Route the work to the key, never the key to the work.
A non-custodial BYOK protocol — your API key never leaves your side.
Docs · Spec · For users · For app builders
Most things that call themselves "BYOK" aren't, really. You paste your API key into someone's dashboard and from that moment it lives on their server. You're trusting their ops, their logs, their interns, and every breach they'll ever have — with a credential that spends your money and acts as you.
Keyward is an attempt to do BYOK the way it should have worked from the start: the key never leaves your side. The app sends work to where your key lives; your key never travels to the app.
If you've used WalletConnect, this will feel familiar. The dApp asks, your wallet signs, the dApp never sees your private key. Keyward is that idea, for API keys.
Status:
v0, unstable, and incubating — but real enough to run. The wire protocol is drafted (spec) and there's a working Rust reference Client; see what's real and what's still stubbed. Treat every detail as provisional untilv1. Issues and pushback welcome.

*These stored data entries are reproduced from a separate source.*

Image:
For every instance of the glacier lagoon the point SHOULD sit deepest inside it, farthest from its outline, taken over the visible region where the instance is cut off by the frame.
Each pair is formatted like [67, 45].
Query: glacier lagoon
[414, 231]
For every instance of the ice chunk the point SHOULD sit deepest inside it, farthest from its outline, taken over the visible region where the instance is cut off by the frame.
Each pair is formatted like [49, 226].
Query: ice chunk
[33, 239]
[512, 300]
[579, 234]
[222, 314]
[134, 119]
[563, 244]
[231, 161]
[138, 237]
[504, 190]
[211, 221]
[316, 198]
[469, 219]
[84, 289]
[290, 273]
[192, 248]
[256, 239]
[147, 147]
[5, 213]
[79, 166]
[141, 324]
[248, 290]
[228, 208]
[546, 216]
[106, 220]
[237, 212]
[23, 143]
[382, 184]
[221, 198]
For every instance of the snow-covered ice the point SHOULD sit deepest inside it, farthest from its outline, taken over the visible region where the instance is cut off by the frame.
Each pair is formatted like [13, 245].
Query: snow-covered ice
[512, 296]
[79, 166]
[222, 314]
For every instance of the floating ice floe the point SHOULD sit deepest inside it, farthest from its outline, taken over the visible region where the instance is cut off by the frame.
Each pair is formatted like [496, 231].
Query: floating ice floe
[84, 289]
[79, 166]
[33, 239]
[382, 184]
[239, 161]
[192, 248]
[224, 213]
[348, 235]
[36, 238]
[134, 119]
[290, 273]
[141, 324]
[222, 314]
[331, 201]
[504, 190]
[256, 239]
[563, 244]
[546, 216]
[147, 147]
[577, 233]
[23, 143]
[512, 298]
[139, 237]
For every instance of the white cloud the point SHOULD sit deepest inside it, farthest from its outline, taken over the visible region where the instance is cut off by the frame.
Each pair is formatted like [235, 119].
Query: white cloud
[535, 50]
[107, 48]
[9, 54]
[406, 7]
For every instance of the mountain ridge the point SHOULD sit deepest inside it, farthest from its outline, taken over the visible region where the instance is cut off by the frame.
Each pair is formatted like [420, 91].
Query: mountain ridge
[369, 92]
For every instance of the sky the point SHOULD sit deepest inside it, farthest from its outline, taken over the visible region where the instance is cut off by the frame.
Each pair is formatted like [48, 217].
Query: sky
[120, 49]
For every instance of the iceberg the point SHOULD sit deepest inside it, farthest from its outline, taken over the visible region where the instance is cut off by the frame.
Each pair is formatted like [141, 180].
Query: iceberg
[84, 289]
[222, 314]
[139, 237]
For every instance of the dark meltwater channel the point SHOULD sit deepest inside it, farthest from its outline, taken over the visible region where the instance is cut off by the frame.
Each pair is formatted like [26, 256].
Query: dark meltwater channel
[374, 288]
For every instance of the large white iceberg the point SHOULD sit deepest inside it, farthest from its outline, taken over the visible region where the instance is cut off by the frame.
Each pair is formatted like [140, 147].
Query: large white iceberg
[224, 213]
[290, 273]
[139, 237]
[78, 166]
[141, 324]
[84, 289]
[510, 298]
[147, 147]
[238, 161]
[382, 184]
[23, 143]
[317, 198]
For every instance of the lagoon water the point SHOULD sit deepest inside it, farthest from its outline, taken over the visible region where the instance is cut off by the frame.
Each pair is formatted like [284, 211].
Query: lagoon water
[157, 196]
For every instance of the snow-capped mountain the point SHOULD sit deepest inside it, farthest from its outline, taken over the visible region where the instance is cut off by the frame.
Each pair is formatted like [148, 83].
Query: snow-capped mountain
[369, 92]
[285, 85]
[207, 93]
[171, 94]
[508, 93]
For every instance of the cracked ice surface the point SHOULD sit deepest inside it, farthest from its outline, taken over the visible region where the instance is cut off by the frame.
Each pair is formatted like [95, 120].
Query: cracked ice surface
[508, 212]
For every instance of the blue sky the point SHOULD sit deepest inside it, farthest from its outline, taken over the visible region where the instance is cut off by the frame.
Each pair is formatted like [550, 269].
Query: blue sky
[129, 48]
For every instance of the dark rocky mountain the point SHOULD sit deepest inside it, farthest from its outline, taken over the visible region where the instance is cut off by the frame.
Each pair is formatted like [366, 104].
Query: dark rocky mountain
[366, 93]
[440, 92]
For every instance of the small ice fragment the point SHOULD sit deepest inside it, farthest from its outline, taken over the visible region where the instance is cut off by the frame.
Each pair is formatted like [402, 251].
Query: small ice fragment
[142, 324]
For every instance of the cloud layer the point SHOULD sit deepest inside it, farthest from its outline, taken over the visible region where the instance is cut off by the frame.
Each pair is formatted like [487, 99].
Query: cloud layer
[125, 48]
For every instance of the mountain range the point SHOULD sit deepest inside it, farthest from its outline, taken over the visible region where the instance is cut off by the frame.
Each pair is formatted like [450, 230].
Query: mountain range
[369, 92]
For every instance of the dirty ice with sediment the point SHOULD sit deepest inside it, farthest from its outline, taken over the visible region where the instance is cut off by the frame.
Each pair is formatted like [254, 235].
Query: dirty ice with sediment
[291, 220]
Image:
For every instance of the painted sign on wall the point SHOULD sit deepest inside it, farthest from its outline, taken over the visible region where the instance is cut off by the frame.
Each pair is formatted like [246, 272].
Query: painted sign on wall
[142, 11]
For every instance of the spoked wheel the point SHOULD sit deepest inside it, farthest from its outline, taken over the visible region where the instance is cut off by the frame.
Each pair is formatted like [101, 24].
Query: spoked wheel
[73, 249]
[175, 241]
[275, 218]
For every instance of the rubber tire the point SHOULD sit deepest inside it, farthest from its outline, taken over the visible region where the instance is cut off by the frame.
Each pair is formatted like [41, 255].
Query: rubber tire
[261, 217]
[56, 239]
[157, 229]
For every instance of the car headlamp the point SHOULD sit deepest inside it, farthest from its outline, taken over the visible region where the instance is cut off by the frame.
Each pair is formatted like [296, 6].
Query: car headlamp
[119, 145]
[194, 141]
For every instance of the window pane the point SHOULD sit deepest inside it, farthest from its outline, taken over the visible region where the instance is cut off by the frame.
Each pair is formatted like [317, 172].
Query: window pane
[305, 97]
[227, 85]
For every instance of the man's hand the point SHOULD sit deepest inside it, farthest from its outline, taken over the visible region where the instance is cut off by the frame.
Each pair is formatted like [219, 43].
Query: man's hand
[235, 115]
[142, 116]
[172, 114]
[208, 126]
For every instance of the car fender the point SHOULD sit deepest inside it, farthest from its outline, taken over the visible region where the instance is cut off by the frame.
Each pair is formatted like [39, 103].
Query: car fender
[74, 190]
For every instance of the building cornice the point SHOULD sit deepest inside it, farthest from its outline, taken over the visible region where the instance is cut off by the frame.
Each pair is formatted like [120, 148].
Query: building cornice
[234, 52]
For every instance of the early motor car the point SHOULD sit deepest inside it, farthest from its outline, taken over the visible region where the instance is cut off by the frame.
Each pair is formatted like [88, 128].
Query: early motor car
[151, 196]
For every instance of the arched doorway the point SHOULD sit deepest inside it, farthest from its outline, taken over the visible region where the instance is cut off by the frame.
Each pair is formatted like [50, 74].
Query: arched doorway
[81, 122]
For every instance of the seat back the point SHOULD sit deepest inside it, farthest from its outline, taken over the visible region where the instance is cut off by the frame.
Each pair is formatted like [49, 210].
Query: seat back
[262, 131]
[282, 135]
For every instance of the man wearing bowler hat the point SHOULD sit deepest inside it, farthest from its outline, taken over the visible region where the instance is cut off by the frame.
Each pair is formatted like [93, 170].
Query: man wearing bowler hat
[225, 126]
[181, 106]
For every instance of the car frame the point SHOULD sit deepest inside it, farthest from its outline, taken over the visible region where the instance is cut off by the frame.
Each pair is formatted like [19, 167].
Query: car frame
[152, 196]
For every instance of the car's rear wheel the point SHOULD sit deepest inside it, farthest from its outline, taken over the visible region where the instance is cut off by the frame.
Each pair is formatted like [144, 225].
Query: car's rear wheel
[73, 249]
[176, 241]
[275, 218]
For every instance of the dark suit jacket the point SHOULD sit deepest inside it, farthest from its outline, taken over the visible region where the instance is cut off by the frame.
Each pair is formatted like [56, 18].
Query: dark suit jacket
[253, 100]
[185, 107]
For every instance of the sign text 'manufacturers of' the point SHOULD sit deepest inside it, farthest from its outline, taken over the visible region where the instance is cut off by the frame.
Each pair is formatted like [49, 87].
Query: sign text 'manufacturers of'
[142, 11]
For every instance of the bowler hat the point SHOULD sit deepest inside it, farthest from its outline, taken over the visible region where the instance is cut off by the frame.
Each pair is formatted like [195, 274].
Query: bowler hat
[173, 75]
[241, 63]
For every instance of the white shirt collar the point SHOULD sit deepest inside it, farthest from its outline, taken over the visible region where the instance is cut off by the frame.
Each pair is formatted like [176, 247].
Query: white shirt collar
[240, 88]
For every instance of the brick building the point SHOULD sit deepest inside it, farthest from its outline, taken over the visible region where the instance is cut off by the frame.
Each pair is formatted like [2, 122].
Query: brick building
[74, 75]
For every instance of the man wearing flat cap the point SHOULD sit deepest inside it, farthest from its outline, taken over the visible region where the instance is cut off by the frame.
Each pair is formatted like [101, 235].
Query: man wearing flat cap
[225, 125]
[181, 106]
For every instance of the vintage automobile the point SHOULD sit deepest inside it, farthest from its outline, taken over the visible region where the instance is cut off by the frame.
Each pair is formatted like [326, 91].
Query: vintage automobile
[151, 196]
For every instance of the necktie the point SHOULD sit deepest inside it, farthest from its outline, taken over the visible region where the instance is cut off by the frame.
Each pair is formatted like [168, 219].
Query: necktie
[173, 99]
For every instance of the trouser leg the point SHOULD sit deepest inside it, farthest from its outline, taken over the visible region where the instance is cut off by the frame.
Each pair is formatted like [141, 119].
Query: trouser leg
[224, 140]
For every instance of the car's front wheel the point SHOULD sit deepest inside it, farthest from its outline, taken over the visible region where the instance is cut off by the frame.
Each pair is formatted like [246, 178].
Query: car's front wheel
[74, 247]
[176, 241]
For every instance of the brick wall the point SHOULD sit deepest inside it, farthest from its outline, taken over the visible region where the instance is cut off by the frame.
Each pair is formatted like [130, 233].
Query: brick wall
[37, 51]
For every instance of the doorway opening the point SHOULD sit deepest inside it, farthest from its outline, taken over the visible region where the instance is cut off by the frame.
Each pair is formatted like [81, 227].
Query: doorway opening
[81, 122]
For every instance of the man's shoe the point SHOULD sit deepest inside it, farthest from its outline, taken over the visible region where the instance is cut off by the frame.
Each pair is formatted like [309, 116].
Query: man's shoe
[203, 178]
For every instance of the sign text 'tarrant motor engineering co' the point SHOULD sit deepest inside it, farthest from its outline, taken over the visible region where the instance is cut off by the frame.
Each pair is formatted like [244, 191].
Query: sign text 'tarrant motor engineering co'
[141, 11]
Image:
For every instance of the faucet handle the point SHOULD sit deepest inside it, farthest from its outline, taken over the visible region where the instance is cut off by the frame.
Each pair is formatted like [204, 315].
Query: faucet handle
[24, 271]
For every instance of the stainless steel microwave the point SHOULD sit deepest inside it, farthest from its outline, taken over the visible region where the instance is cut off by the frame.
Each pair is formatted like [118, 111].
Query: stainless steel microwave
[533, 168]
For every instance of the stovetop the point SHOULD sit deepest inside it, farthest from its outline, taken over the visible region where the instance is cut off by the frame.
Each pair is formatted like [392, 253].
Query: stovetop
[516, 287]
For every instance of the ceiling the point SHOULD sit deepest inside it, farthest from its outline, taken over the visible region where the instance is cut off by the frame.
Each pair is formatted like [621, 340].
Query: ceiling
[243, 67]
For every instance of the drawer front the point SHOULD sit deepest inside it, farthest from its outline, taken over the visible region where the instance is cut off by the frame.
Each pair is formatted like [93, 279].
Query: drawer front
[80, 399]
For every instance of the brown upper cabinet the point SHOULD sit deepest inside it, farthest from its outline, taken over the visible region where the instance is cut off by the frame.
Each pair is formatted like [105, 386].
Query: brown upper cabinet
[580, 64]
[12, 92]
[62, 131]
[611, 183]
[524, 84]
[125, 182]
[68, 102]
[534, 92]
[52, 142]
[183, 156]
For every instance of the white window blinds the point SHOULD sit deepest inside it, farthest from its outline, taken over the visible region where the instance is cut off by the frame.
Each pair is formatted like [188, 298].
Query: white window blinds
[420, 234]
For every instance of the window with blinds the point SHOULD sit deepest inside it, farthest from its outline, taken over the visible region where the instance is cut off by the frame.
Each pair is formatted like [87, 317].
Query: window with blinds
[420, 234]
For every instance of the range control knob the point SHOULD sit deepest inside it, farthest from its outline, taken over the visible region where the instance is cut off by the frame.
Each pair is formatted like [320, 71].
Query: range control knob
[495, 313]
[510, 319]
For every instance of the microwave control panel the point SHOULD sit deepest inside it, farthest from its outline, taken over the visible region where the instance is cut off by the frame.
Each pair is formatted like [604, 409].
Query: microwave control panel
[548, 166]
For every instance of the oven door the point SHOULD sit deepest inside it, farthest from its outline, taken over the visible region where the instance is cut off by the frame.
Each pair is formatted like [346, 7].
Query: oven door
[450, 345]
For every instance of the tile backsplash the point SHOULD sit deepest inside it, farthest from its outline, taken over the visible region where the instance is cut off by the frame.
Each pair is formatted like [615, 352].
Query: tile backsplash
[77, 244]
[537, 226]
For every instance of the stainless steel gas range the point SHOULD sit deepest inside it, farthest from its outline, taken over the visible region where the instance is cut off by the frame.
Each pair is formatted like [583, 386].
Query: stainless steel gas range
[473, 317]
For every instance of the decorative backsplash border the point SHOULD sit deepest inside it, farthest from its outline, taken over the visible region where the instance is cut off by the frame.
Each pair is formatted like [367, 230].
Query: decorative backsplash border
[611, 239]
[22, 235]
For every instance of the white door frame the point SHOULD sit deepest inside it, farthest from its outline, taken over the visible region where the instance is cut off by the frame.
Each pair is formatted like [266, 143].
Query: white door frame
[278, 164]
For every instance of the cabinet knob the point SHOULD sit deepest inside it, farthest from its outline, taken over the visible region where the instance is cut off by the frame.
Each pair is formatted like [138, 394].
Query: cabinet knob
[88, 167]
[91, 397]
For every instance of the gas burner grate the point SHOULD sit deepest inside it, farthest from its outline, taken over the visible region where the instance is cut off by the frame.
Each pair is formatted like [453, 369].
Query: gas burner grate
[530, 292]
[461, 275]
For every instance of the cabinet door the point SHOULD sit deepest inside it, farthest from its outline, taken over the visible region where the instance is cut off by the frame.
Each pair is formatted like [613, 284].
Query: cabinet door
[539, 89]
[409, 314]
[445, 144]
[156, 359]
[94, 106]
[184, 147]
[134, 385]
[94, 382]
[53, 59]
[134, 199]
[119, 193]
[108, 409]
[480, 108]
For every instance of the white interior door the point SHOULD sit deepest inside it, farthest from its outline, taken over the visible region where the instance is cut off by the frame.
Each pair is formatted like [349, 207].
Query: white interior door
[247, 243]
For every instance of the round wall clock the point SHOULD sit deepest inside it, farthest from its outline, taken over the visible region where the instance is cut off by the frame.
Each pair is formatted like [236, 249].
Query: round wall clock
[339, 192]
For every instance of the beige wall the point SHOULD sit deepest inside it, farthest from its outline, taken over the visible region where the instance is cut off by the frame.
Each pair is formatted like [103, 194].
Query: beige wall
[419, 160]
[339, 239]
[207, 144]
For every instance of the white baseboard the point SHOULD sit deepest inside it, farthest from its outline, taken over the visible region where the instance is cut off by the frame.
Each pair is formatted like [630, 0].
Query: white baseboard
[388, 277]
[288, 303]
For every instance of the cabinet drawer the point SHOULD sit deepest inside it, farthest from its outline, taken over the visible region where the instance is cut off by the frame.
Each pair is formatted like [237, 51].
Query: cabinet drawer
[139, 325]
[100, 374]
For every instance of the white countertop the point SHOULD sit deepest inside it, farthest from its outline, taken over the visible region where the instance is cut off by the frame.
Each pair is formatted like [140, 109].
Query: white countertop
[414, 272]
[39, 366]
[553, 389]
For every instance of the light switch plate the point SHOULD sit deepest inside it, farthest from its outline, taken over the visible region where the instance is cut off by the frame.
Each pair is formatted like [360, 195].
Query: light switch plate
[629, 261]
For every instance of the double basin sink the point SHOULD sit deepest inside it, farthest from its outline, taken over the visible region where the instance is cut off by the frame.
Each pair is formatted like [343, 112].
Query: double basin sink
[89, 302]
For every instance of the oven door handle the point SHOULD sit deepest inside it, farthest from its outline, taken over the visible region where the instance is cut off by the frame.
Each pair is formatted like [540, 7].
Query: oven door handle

git clone https://github.com/gtoxlili/keyward && cd keyward
cargo run -- demo # watch the whole chain run with a mock provider — no key, no network
cargo run -- resume-demo # drop the channel mid-stream and resume from where it left offThen bring your own key or integrate it into an app — start with the docs (English & 中文): for users · for app builders.
The thing that finally convinced me this needs to be a protocol and not just "be careful with keys" is that the problem is structural, not a matter of anyone being careless:
A provider API key is a static bearer token. To make an authenticated call, something has to hold the plaintext at the moment of the call. There's no clever crypto that gets around that — you can't present half a bearer token. So the only question that actually matters is what is that something, and can you check it yourself.
Custodial BYOK answers "it's our server, trust us." Every variation — paste-the-key SaaS, a LiteLLM-style gateway you self-host, a TEE broker — is just a different answer to who holds it. Keyward's answer is: a Client on your side holds it, and you can watch it to be sure.
Keyward pulls the key-holding out of the app and splits it across two cooperating pieces — and the app doesn't even have to know it happened.
- Client — a small thing you run, inside your own trust boundary. It holds the key, enforces your limits, and makes the actual call to the provider. (The "hands", or the "wallet".)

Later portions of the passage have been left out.